Scanner / Precision

Precision changelog

The AgentScore scanner is a regex-based detector. Regex cannot tell a database method call apart from a shell exec, or a test fixture apart from a real credential, without context. Scanner v2.1 ships a mitigator system that scans a window around each match for known sanitizer wrappers or test-fixture markers and downgrades the severity when one fires.

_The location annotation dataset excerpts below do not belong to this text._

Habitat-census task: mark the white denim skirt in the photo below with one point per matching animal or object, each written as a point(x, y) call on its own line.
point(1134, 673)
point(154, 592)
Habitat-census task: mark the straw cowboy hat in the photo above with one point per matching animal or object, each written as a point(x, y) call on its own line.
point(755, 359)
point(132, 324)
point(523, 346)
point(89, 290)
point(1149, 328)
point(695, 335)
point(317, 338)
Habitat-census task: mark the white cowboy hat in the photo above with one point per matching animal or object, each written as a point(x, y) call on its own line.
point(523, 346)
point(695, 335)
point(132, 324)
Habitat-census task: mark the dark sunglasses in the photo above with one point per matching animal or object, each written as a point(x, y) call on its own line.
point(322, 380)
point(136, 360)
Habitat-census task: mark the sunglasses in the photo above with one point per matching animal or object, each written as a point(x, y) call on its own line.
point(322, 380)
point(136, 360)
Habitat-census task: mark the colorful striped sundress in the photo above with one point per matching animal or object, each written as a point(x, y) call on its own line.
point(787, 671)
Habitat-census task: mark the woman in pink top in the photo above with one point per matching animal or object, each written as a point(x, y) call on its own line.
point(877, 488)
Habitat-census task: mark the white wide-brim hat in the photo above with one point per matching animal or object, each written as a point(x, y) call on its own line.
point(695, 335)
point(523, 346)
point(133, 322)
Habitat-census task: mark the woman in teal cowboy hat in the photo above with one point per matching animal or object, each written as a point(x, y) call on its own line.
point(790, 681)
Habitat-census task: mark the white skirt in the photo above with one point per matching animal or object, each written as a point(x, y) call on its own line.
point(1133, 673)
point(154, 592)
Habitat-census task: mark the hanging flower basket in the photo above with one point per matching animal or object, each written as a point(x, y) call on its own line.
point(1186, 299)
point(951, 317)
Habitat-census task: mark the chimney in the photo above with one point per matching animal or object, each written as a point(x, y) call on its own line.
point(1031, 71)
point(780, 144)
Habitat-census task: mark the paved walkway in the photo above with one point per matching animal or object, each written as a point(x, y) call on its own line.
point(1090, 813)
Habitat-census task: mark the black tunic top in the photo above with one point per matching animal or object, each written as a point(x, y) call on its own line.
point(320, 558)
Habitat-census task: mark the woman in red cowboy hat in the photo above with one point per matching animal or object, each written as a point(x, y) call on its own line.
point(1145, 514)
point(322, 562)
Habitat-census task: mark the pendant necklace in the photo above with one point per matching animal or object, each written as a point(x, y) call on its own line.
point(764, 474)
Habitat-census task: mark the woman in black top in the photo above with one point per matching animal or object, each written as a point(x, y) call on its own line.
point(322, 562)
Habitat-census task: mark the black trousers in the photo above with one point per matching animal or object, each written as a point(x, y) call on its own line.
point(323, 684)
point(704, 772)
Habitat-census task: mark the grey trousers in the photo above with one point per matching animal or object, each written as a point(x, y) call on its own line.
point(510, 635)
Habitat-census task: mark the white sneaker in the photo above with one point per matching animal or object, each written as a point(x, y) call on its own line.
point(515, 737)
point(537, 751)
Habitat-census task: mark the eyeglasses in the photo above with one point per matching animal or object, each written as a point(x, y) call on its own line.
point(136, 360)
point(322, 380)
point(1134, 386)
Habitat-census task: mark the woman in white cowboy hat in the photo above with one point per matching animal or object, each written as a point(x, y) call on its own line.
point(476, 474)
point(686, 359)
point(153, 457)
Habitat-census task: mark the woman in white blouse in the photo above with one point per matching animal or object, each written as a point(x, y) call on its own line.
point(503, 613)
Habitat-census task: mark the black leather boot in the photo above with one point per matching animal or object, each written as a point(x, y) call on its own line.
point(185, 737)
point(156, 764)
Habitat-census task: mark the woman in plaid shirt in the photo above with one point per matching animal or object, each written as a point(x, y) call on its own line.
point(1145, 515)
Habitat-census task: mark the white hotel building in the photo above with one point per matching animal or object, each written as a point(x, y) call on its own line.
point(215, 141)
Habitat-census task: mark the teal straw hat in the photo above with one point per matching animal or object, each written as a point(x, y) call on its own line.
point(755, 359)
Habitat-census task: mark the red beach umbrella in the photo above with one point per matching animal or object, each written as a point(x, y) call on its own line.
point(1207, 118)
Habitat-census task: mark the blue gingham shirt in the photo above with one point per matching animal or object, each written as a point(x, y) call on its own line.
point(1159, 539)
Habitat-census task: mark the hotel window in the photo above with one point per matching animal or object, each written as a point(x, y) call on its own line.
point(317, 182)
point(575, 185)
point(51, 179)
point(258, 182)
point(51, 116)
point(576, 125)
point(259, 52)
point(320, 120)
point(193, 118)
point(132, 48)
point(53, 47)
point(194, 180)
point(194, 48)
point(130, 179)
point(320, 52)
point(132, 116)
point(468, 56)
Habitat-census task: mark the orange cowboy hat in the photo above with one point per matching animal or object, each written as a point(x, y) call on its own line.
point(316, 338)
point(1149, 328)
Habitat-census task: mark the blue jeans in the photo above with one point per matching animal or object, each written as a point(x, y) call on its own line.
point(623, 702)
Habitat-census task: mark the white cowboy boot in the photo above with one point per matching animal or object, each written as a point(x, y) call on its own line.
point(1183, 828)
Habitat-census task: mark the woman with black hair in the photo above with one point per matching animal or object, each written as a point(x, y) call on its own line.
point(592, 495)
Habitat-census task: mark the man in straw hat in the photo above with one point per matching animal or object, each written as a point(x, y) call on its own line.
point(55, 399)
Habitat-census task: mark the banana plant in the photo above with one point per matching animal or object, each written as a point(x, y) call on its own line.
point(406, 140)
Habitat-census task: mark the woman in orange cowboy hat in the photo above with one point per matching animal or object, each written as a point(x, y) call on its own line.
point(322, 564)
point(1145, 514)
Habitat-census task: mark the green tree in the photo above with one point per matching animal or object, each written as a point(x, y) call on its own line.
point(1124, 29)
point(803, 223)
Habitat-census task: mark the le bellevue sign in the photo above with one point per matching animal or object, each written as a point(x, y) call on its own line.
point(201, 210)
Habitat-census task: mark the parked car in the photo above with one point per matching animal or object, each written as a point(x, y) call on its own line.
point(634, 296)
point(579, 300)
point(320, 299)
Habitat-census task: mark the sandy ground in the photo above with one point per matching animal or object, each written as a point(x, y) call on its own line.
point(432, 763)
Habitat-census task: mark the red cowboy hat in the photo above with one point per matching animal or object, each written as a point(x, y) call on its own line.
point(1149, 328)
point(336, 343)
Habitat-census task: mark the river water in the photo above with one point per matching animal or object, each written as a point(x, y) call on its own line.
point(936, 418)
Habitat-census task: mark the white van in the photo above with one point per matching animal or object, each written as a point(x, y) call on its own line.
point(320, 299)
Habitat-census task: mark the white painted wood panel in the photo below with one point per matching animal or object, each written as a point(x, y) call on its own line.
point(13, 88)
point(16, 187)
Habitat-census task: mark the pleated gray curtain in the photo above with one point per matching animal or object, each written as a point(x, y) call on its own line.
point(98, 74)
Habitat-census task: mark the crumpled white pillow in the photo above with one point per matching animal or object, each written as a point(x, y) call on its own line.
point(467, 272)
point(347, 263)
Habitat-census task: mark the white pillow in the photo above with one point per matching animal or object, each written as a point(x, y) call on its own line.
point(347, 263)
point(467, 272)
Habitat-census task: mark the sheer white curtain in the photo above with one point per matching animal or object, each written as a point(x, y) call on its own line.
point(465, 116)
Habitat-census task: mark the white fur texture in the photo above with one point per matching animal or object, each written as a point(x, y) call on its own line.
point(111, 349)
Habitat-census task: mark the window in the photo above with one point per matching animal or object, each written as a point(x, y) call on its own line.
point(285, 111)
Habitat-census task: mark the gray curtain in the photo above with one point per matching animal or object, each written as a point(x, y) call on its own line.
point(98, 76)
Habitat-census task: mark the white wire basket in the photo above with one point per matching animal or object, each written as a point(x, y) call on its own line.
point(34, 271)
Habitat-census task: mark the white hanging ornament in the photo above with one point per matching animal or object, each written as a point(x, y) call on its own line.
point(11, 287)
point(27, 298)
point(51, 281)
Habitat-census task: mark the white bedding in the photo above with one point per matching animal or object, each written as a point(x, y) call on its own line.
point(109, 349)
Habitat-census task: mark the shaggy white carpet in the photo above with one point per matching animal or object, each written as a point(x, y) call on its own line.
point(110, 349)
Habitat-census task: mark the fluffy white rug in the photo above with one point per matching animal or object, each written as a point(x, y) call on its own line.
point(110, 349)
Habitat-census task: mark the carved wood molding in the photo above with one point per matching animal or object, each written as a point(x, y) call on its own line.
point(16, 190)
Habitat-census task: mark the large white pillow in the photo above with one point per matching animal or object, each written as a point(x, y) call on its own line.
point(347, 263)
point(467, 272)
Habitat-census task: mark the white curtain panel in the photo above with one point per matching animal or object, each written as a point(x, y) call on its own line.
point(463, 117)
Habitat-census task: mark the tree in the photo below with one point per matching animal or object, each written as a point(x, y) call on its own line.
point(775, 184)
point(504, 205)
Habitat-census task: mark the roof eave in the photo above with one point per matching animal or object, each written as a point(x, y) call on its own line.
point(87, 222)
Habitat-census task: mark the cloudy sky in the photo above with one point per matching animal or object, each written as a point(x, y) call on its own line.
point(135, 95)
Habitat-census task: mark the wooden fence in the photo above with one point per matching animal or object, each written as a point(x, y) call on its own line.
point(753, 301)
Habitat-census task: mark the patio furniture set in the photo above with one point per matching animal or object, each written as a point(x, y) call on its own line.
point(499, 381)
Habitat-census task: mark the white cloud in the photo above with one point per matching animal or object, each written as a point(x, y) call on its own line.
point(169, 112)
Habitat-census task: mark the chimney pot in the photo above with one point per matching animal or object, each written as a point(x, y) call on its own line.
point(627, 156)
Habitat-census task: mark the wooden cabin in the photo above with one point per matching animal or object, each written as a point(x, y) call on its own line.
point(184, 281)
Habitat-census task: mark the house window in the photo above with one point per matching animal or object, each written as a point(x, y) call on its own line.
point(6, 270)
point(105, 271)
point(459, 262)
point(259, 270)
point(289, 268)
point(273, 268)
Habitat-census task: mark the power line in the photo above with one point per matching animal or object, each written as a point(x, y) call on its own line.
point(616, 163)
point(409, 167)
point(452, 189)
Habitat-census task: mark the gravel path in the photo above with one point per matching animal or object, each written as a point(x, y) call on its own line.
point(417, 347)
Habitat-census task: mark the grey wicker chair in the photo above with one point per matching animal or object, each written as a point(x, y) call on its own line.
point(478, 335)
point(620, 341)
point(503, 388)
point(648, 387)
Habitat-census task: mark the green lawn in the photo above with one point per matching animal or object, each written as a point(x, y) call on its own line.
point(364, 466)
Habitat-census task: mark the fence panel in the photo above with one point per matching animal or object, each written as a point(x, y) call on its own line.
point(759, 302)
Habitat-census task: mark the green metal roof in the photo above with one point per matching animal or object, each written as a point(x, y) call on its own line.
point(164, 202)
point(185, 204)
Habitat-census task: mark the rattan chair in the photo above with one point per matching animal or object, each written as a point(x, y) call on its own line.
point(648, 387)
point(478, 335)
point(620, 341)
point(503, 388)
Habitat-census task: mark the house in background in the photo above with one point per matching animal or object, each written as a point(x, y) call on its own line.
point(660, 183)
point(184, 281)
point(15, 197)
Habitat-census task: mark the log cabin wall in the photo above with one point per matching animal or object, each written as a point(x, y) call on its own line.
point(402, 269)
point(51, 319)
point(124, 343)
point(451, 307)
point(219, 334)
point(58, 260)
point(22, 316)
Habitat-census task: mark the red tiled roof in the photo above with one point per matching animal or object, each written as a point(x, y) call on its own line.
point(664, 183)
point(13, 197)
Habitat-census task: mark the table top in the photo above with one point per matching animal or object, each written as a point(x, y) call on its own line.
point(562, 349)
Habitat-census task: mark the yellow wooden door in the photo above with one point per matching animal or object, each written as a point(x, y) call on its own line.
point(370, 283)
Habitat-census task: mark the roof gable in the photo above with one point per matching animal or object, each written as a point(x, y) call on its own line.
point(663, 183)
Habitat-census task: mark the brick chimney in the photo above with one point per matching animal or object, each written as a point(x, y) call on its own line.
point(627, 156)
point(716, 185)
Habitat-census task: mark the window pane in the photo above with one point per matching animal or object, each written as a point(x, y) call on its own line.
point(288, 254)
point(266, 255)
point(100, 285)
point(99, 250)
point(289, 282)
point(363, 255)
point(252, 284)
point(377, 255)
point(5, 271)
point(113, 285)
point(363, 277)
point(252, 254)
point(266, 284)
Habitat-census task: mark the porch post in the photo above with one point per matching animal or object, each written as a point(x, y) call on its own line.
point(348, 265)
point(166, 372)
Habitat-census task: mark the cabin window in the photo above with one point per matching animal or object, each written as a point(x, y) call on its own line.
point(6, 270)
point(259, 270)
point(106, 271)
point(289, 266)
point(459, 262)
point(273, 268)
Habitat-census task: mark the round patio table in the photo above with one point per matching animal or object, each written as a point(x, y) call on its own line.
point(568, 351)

The list below is every mitigator the scanner has gained, paired with the public report that motivated it. Each entry was driven by a real maintainer interaction, not a hypothetical edge case.

Scanner version

v2.1

Current ruleset digest

3185eb87b4ce

How mitigators work

When a finding fires, the scanner looks at a 2,000-character window around the match. If a sanitizer pattern (like validateCommand, execFile, or a database-shaped .exec()) hits in that window, the severity is downgraded. The original finding stays visible with an annotation showing which mitigator fired and where, so you can audit the call yourself.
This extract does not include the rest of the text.